El uso de batería NP-F570 ya de por sí mejora la autonomía de la cámara cuando se graba en exteriores, pero si quieres ampliarla más aún sin tener que cargar con un RIG donde lleves una batería V-Mount por ejemplo, entonces la solución idónea es adquirir el nuevo grip que por 129 euros permite usar dos baterías más.

En total tendrías tres baterías que darían mayor tiempo de grabación y la posibilidad de cambiar las dos del grip en caliente pues la cámara permanecería grabando mientras se cambian. Aunque si lo prefieres también incluye su adaptador de 12V que podrás conectar cuando grabes en un estudio o tengas una toma de corriente a mano.

Ciencia de color de Blackmagic y su BRAW

El look de las cámaras de Blackmagic siempre ha tenido ese punto especial que las diferencia del resto de opciones del mercado. Además, ahora junto a la llega del formato BRAW que es capaz de ofrecer una profundidad de color de 12 bits mucho más, porque el control que se tendrá sobre la imagen en DaVinci Resolve será espectacular. Y hay que recordar que esta es la aplicación que utilizan multitud de profesionales, productoras y estudios de cine para el etalonaje de sus proyectos.

Además, la optimización del forma a la hora de trabajar con Resolve es increíble. El único o gran inconveniente es que se requiere de unas unidades de almacenamiento lo suficientemente rápidas y con capacidad suficiente como para poder capturar todo el material y luego trabajar con él sin líos.

Para quién es la Pocket 6K Pro de Blackmagic

La Blackmagic Pocket Cinema Camera 6K Pro es una cámara impresionante, de eso no me cabe la menor duda y pienso que cualquier persona que se dedique a la creación de contenido en vídeo querría tener. Aún así, es una cámara que creo que pocos comprarían por ser a su vez una propuesta muy particular.

Y es que si bien la ciencia de color de Blackmagic enamora nada más empezar a trabajar con el material, sus cámaras tienen una serie de «ausencias» que las alejan de muchos usuarios: sistema de enfoque y estabilización.

Como prácticamente todas las cámaras de cine, por no decir todas, el sistema de enfoque es completamente manual. Es cierto que puedes realizar un primer enfoque pulsando un botón en la parte trasera, pero si el objeto o sujeto se mueve tendrás que recurrir al anillo de enfoque de la lente para que se mantenga enfocado. Esto suma una complejidad a la hora de usarla y aleja de lo que buscan creadores de contenido incluso con un cierto nivel ya.

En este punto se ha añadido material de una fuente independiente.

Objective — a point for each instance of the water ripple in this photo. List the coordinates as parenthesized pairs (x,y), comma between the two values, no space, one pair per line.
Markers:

Por otro lado está la estabilización del sensor que es inexistente. Aquí o usas un gimbal o recurres a una lente estabilizada para medio poder grabar bien con cámara en mano. Eso sí, si no vas con un estabilizador como los de DJI por ejemplo, o grabas con una lente angular o intentando encontrar apoyo usando un trípode, monopod o pegando la cámara lo máximo posible a tu cuerpo para ganar estabilidad.

Si no lo haces, aunque algunos planos con cierto movimiento puedan crear muy cinematográficos y creativos, lo cierto es que será una tortura en comparación con lo bien que funcionan los sistemas de estabilización de cámaras como la S1H de Panasonic.

Así que, estos dos aspectos son los únicos que realmente harán que muchos se planteen o no esta cámara. Porque por lo demás, aunque el tamaño puede ser también importante, como cámara de vídeo es una auténtica delicia y para nada es una cámara cara. Es más, por los 2400 euros que cuesta me parece un regalo si se tiene en cuenta la calidad de imagen que ofrece.